XPS Pensions Group believes superfunds should only pay out profits when members’ benefits are secured
XPS Pensions Group (XPS) has today responded to the Government’s consultation on superfunds (consolidators of defined benefit pension schemes). XPS support regulating to allow superfunds to be established because they could increase stability and efficiencies in the pension market. XPS also strongly agree that superfunds will require robust supervision and regulation of their financial stability.
However, two fundamental changes are needed to the proposals to allow superfunds to be effective and address industry concerns that they may risk poorer member outcomes and compete unfairly with insurers. These are:
- setting strict conditions on when superfunds can extract profits – ideally only when members’ benefits are secured with an insurer; and
- not setting overly restrictive, subjective gateway conditions that can be gamed
Wayne Segers, Principal at XPS Pensions Group, said: “Superfund investors should only be allowed to take out money when members’ benefits are settled, ideally by transferring to an insurer. This is important to prevent superfunds becoming a systemic risk. It also addresses valid market concerns about unfair competition with insurers.

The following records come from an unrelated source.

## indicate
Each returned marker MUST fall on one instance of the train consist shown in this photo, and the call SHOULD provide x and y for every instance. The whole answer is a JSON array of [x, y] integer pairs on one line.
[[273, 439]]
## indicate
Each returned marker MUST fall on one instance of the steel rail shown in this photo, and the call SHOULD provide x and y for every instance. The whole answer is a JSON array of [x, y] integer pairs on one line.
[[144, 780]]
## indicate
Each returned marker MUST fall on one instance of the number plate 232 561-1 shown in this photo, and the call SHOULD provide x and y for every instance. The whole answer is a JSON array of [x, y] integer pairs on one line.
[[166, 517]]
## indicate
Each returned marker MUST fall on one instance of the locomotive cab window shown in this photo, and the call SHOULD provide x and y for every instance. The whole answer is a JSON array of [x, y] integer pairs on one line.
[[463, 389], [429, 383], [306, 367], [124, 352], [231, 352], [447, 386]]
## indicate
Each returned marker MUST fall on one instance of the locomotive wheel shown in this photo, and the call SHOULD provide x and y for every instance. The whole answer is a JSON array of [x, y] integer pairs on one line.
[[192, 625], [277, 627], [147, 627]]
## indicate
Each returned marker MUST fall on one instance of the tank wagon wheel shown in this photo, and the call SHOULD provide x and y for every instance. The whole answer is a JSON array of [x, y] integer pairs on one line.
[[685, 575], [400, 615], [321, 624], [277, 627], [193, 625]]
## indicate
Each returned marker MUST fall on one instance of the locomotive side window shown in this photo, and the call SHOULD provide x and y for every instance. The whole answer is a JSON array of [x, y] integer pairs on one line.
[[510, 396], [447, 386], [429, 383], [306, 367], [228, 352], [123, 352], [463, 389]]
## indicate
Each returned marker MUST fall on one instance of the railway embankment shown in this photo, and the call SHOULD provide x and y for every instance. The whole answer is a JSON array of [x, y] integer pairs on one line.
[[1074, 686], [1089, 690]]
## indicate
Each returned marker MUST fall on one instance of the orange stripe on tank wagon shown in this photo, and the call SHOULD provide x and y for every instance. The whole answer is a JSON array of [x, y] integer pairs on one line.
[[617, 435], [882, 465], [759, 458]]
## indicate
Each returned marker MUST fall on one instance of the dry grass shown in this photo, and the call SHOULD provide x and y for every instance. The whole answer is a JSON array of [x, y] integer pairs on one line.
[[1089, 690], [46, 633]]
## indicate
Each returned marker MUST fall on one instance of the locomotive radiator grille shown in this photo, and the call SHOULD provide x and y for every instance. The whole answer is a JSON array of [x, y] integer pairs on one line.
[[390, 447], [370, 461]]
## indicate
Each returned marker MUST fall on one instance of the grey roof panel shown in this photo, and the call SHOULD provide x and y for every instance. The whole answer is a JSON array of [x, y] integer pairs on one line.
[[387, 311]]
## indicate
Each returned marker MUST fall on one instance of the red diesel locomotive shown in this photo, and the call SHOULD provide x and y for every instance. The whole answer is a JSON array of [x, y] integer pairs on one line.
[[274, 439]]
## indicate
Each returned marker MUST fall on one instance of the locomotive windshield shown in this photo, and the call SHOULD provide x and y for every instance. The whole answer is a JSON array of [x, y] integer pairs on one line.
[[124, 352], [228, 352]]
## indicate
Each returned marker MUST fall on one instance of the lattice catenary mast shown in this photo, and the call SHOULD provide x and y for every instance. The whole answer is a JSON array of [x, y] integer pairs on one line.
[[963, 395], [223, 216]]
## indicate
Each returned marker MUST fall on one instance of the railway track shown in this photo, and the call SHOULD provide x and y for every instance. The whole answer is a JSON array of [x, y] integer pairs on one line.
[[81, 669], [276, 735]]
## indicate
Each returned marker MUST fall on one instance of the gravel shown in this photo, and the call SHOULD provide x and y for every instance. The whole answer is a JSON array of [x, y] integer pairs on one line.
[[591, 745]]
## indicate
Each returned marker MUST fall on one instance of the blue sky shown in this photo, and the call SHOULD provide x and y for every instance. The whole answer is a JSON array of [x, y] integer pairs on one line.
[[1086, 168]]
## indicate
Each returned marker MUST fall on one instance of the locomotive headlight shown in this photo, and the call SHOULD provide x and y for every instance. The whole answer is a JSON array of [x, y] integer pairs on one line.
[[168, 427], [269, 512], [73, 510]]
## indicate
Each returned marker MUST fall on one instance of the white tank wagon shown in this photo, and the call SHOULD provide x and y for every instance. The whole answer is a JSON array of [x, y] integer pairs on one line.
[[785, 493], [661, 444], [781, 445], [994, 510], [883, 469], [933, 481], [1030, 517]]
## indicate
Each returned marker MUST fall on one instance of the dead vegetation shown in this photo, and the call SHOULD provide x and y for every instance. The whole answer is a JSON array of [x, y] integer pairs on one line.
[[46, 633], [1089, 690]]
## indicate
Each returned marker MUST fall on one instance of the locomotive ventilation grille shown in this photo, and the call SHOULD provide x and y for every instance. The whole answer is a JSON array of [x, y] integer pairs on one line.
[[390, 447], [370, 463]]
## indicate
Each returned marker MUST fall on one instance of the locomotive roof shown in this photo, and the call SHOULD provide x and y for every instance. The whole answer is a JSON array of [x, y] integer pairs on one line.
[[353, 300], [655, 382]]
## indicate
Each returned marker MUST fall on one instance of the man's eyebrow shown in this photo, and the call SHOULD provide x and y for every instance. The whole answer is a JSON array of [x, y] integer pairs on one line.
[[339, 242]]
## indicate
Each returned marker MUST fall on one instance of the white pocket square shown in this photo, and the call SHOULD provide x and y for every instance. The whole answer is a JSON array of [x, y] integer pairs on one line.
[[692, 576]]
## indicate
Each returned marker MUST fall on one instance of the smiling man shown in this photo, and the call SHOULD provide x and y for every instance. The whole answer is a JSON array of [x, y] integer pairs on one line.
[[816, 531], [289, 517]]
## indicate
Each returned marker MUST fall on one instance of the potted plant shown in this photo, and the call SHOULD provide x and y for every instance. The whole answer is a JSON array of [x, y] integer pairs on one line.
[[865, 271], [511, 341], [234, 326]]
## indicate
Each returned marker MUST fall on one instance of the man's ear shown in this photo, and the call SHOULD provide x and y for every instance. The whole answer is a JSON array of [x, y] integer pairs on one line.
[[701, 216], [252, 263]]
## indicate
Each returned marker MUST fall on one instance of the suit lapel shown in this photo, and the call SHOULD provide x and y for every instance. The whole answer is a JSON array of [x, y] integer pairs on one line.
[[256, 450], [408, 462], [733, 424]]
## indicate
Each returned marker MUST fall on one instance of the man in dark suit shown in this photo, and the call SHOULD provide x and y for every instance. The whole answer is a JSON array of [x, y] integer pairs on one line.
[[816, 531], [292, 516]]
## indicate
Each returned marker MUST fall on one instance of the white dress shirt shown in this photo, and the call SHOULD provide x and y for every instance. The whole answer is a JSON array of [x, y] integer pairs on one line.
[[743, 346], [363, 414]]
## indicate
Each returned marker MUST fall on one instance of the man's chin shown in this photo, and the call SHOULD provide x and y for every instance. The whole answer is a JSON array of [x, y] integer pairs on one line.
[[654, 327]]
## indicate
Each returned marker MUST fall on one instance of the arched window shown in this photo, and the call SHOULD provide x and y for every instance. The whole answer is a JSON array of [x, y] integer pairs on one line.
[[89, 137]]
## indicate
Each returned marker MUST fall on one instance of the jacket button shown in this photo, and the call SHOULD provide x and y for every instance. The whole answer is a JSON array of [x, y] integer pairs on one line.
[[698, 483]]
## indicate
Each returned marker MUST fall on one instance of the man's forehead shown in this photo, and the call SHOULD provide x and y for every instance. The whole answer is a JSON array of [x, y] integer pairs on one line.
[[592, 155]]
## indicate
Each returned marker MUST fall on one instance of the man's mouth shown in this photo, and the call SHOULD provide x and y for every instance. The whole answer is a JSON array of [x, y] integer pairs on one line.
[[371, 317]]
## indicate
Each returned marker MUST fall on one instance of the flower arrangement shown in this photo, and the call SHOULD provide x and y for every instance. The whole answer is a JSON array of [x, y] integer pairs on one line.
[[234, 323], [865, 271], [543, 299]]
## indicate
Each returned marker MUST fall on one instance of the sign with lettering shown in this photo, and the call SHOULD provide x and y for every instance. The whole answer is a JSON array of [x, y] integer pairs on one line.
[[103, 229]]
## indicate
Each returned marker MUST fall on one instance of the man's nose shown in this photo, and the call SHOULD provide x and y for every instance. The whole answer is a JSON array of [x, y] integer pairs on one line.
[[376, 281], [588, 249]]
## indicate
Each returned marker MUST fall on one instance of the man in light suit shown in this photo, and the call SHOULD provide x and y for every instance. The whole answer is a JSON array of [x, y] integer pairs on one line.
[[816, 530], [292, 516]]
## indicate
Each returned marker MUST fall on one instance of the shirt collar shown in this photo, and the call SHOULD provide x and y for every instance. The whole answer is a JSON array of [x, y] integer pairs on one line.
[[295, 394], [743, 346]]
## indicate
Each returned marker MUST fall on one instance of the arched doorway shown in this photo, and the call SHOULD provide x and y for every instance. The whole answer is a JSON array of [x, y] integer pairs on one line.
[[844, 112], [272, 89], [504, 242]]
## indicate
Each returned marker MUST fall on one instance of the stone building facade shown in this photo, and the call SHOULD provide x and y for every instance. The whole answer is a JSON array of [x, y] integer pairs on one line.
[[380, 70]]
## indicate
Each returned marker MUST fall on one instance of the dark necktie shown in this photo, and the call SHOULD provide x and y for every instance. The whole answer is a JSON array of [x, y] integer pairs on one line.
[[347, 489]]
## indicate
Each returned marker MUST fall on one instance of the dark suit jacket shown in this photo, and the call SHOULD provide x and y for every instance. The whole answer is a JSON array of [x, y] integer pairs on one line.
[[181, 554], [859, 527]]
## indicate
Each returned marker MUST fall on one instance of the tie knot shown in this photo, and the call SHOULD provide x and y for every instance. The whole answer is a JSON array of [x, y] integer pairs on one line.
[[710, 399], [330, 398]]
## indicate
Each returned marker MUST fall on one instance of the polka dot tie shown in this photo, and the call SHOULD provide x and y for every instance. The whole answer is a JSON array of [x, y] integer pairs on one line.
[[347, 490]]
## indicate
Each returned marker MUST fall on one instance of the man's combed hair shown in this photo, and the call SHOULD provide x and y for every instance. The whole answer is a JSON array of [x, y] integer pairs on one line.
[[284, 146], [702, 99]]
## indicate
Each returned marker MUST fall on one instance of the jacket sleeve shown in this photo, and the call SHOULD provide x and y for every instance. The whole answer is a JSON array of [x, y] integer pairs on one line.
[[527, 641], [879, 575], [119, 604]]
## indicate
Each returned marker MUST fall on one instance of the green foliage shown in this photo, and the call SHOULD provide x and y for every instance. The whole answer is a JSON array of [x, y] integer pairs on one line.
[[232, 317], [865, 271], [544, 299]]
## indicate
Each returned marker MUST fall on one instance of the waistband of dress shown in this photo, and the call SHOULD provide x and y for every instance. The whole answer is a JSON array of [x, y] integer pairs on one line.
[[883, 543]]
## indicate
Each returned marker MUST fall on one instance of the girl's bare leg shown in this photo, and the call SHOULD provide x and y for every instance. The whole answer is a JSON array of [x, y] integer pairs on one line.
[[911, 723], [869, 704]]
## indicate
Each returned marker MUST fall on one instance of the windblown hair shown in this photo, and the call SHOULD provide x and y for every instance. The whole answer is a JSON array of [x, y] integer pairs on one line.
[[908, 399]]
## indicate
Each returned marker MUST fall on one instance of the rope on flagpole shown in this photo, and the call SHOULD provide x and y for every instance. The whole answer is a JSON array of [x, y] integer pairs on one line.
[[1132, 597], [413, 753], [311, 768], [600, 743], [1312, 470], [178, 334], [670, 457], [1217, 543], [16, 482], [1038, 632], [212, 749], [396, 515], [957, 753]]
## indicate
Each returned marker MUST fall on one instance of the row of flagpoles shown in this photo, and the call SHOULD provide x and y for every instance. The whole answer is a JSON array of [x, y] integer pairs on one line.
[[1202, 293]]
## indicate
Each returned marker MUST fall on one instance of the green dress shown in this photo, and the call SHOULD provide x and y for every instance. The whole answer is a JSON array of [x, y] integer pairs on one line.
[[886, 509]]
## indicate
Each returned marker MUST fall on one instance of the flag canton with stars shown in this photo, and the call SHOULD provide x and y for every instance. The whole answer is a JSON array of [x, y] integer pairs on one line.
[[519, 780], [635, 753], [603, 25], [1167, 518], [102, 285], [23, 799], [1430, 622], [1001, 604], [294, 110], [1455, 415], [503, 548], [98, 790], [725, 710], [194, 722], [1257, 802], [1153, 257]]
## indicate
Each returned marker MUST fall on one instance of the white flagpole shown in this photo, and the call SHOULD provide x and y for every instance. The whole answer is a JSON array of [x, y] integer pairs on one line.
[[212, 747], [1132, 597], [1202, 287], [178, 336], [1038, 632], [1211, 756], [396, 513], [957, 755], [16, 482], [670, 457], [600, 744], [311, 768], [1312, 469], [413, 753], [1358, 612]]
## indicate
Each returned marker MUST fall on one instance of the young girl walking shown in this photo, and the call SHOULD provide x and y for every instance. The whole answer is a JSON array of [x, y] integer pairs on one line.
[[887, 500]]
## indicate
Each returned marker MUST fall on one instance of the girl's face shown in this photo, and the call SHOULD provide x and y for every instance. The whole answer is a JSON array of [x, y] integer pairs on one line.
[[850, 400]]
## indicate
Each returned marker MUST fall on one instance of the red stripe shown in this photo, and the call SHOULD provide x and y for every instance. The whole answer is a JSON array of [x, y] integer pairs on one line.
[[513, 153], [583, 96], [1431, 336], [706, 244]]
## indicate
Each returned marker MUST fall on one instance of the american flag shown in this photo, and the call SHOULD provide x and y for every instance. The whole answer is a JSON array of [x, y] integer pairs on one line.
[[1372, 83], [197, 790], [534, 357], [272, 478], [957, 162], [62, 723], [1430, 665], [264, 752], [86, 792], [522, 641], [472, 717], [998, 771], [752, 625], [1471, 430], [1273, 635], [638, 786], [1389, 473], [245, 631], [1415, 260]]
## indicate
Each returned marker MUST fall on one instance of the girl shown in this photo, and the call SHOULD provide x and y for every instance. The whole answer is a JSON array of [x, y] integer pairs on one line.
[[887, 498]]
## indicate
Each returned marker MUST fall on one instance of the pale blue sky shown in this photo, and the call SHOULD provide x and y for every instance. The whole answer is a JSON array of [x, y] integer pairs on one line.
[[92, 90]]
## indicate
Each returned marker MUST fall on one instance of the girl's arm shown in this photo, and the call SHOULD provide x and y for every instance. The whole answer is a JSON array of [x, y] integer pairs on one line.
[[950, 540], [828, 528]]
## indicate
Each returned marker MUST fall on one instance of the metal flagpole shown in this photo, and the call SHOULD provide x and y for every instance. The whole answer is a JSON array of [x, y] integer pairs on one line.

“A recent poll of over 150 delegates representing pension schemes at XPS’s first Northern conference showed that 65% did not think superfunds would improve outcomes for members. Our proposals would go some way to addressing these concerns.”
Along with strong regulations on financial stability, tighter controls on profits should remove the need for restrictive gateway conditions. Rather, any gateway conditions should put trust in the DB pension scheme trustees, to decide the right approach for their members with appropriate guidance from the regulator.